Unfortunately, the middle ground is somewhat unsatisfactory: to justify, in the sense of "rationalize", reliance on evolution, we tell just-so stories of the fitness value of this and that, to make it plausible that the invisible hand would have selected for the traits we need to postulate. We can be sophisticated about this too: we can argue that what we think of as an innate ability to do such-and-such, where this seems an unlikely candidate for providing a survival benefit, is actually the repurposing of an ability originally "selected for" for quite different reasons. I like those stories, but if they're not testable, they're not hypotheses they're just stories.
Honest toil then, under this paradigm, would be restricting yourself to claims you can test. We're scientists after all. Thus if you want to claim, we can do A because there's a clearish survival value to being able to do B (which we can't test, that part remains a story), and A can borrow the mechanism that Bs, you want to test whether people who can't do A also can't do B. Neurobiologists can do some stuff like that with lesion studies, for instance: see whether people known to be unable to A turn out to be unable to B. Psychologists can also try to design experiments to test whether performing A-like tasks is related to performing B-like tasks. There's at least something like honest toil going on here.

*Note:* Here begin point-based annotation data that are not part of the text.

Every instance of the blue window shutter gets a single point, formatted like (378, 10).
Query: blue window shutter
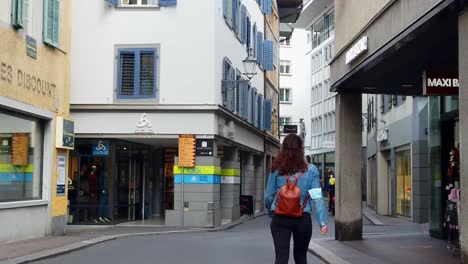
(112, 2)
(234, 14)
(167, 2)
(260, 49)
(232, 92)
(48, 17)
(268, 55)
(249, 34)
(244, 24)
(267, 115)
(51, 18)
(245, 100)
(267, 7)
(226, 67)
(147, 73)
(126, 74)
(254, 44)
(252, 106)
(225, 8)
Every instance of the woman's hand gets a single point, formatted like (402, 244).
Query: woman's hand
(324, 230)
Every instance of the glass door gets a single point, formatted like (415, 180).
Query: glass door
(404, 186)
(123, 189)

What are the philosophers doing while all this is going on? There are always chunks of early modern philosophy, Hume being a pretty good example, that I find a bit tedious because they look a lot like armchair psychology, and we have the real thing now. I don't need Hume to figure out how memory works, say; my tax dollars are doing that, right? If we decide our role as philosophers is to "check up on" scientists, keep them honest, make sure their theories are conceptually up to snuff, we often look a bit ridiculous, like Jerry Fodor insisting that the way far too many biologists talk about evolution is insidiously circular. Mostly, they don't need us for that.
It's tempting to think the role of philosophy is to provide some goals, figure out what needs explaining. I've been tempted now and then to think of philosophy as in fact a sort of (armchair, but maybe it needn't be so) social science, a social science of reasoning. But that turns out to be economics. Kahneman and Tversky, for instance, show pretty definitively, it seems to me, that you needn't waste my tax dollars looking for the brain mechanisms that allow us innately to understand probabilities, because we don't. We suck big time at probabilistic reasoning.
What then is the role of philosophy? We can restrict ourselves to understanding the workings of System 2 -- finding our way around the conceptual apparatus we are just presented with by System 1, we know not how nor for what reasons. I like that well enough; that might be a descriptive metaphysics of the sort Strawson (and, I understand, Collingwood, and kind of everybody) advocated. But it's not clear to me, if we're going to let evolutionary psychology and cognitive science have their say, what a doctrine like empiricism has to offer. What's the point?